QUEM É ESSA QUE SOBE DO DESERTO (Ct 8, 1-14)
“1 Ah! Se fosses meu irmão, amamentado aos seios da minha mãe! Encontrando-te fora, eu te beijaria, sem ninguém me desprezar; 2 eu te levaria, te introduziria na casa de minha mãe, e tu me iniciarias; dar-te-ia a beber vinho perfumado e licor de minhas romeiras. 3 Sua mão esquerda está sob minha cabeça, e com a direita me abraça. 4 Filhas de Jerusalém, eu vos conjuro: não desperteis, não acordeis o amor, até que ele o queira! 5 Quem é essa que sobe do deserto apoiada em seu amado? Sob a macieira te despertei, lá onde tua mãe te concebeu, concebeu e te deu à luz. 6 Grava-me, como um selo em teu coração, como um selo em teu braço; pois o amor é forte, é como a morte! Cruel como o abismo é a paixão; suas chamas são chamas de fogo uma faísca de Deus! 7 As águas da torrente jamais poderão apagar o amor, nem os rios afogá-lo. Quisesse alguém dar tudo o que tem para comprar o amor... Seria tratado com desprezo. 8 Nossa irmã é pequenina e ainda não tem seios; que faremos à nossa irmãzinha quando vierem pedi-la? 9 Se é uma muralha, nela faremos ameias de prata, e se é uma porta, nela poremos pranchas de cedro. 10 Eu sou muralha — e meus seios são torres, aos seus olhos, porém, sou a mensageira da paz. 11 Salomão tinha uma vinha em Baal-Hamon: deu a vinha aos meeiros e cada um lhe traz de seu fruto mil siclos de prata. 12 Minha vinha é só minha; para ti, Salomão, os mil siclos, e duzentos aos que guardam seu fruto. 13 Tu que habitas nos jardins, meus amigos te ouvem atentos: faze-me ouvir tua voz! 14 Foge logo, ó meu amado, como um gamo, um filhote de gazela pelos montes perfumados...”

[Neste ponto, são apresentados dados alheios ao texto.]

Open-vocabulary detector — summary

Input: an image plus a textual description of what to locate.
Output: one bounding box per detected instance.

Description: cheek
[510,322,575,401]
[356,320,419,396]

Em Ct 8, 1-2 diz: “Ah! Se fosses meu irmão, amamentado aos seios da minha mãe! Encontrando-te fora, eu te beijaria, sem ninguém me desprezar; eu te levaria, te introduziria na casa de minha mãe, e tu me iniciarias; dar-te-ia a beber vinho perfumado e licor de minhas romeiras”.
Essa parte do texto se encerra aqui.